Haryana Environment Protection Council

Agency overview
- Formed: 7 June 2006
- Jurisdiction: Government of Haryana
- Headquarters: Chandigarh
- Agency executive: Sh. Jagannath Pahadia Governor of Haryana, Chairman;
- Website: harenvironment.gov.in

= Haryana Environment Protection Council =

Advisory committee in India

Haryana Environment Protection Council (HEPC) is an advisory committee formed in 2006 to advise the Ministry of Environment, Govt. of Haryana on environment issues. It is headquartered at Chandigarh. The committee was scheduled to be reconstituted in year 2011.

==Background==
The demand for formation of Environment Council was raised when Hon'ble Supreme Court of India repeatedly expressed concerns over the degradation of environment in Haryana. Taking note of this, The Governor of Haryana, Sh. Jagannath Pahadia formed the Haryana Environment Protection Council on 7 June 2006 in Chandigarh and took over as the Chairman of the committee.

==Hierarchy==
The Governor of Haryana is the official chairman of this committee. The Chief Minister of Haryana is the vice-chairman. The other official members are:
- Finance Minister,
- Irrigation Minister,
- Education Minister,
- Industries Minister,
- Public Health Minister,
- Environment Minister,
- Minister of State for Forest,
- Minister of State for Urban Development,

The Governor of Haryana has appointed 14 Non-official members of the committee:
| * Dr. Shiv Shankar Bhardwaj * Subhash Chaudhary * Geeta Bhukal * Vidya Bhushan Sharma * Bhim Singh | * Naresh Kamboj * Khurshid Ahmed * Krishan Nanha * Dalbir Singh Punia * Ranjit Singh Mann | * Nirmal Dutt * Vivekta Singh * Hoshiari Lal Sharma * Sudarshan Dua |

==Functions==
According to the Environment Ministry, HEPC works on three-point principle:
- Review the work relating to environment undertaken in the state by government and non-government organisations.
- Advise the state government of environmental issues of the state.
- Identify areas requiring investigation, research and restoration in the field of environment.

==Environmental issues==

Areas of Haryana surrounding Delhi NCR are most polluted. During smog of November 2017, Air quality index of Gurugram and Faridabad showed that the density of Fine particulates (2.5 PM diameter) was an average of 400 PM and monthly average of Haryana was 60 PM. Other sources of pollution are exhaust gases from old vehicles, stone crushers and brick kiln.
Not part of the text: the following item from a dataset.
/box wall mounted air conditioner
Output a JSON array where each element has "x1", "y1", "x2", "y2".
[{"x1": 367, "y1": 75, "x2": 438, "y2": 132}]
Haryana has 75 lakh (7,500,000) old vehicles, of which 40% are old more polluting vehicles, besides 500,000 new vehicles are added every year. Other majorly polluted cities are Bhiwani, Bahadurgarh, Dharuhera, Hisar and Yamunanagar.

Sahibi River tributary of Yamuna, specially its canalised portion in Delhi called Najafgarh drain, remain highly polluted with industrial chemicals, human waste and agriculture runoff.

Rejuvenation of Johads of Haryana, rivers and lakes of Haryana remains a big environmental issue.

==Achievements==
On the advice of the council, the environment department has introduced three new schemes: Sewerage treatment plant in Haryana State, Ghaggar and Markanda Action Plan and setting-up of Environment Training Institute at Gurgaon in the 11th Five Year Plan (2007–12).The Finance and Planning Department gave its approval regarding the same and sanctioned a token amount during 2007–08.